Monday, October 11th 2021, 9:15 am - Aside from a few recent appearances in the Pacific, the one other known documented sighting of the beluga whale in the aforementioned ocean, outside of its native range, dates back to April 1940.

The spotting of a beluga whale swimming around Puget Sound in the Pacific Northwest has people baffled in the region because it's the first time since 1940 the mammal has appeared there, according to local media.

Since Oct. 3, people in the greater Seattle area have documented the white whale swimming around Puget Sound. What's peculiar is that the beluga is usually found in Arctic and subarctic waters.

SEE ALSO: Watch thousands of beluga whales embark on their annual migration live

The first observation was in southern Fox Island, followed by sightings in Point Defiance and Commencement Bay, respectively. The fourth glimpse was reported in western Seattle, and in the fifth, the whale was seen in the waters of the Puget Sound Naval Shipyard, Michael Milstein, public affairs officer for the National Oceanic and Atmospheric Administration (NOAA) Fisheries West Coast Region, told The Seattle Times.

Although it's uncommon for a beluga whale (Delphinapterus leucas) to make an appearance in waters in the Pacific, it isn't completely unheard of. In 2020, a beluga was seen off the coast of San Diego, Calif., and one was also found dead in Baja California Sur, Mexico, a short time afterwards, possibly the same individual.

Beluga whale/CNN (Sky King/CNN)

Aside from those Pacific appearances, the one other known documented sighting of a beluga whale in the aforementioned ocean, outside of its native range, dates back to a story published on April 24, 1940, in the Tacoma Times. The article recalled an unknown sea mammal with a colour described by locals as greyish or "dirty white."

"The closest beluga population is Cook Inlet, Alaska," which is about 1,500 miles (2,400 kilometres) away from Seattle, Howard Garrett, co-founder of Orca Network, a non-profit organization dedicated to raising awareness of the whales of the Pacific Northwest, told Live Science. "I haven't checked the water temperatures there, but I'm sure they're a bit colder up there than here."

There was a report of a beluga in Puget Sound in 2010, but there was only one witness that wasn't able to capture any visuals of it, he noted.


As unexpected as its appearance was, there isn't any evidence that indicated the beluga's origins or why it was trekking through local waters. "We've seen no markings, no indication of where it comes from," said Garrett.

A beluga is swimming on its own is mysterious.

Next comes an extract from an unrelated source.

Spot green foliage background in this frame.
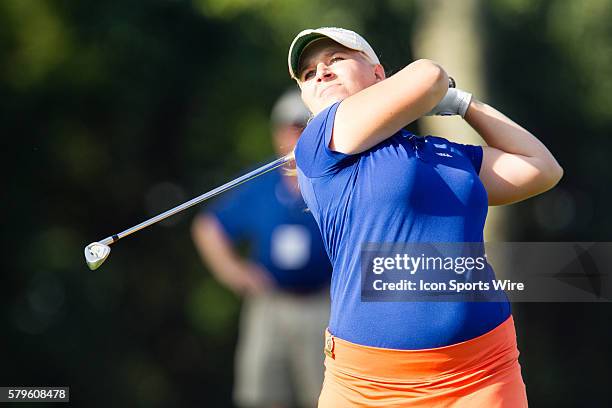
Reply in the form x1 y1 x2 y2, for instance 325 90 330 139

The mammals are considered to be social creatures that live in pods of as many as 100 individuals, Garrett said.

So, why was this particular whale swimming solo?

"Until we have some indication, my default theory is that this whale just decided to go out walking, go explore," said Garrett. "It wanted to travel. It's highly unusual, but every now and then it happens with different [beluga] populations. So, it's not totally unprecedented, but definitely very rare."

Beluga whale/CNN (Sky King/CNN)

Despite the puzzling circumstances surrounding its appearance, the sightings of the Puget Sound beluga to date seem to indicate it is in good health.

Garrett said belugas eat squid, small fish and crabs, "and there's plenty of that in Puget Sound." The Salish Sea inlet also houses other whales, including transient and resident orcas, as well as migrating grey, humpback and minke whales, Garret added.

Thumbnail courtesy of Sky King/CNN.

Follow Nathan Howes on Twitter.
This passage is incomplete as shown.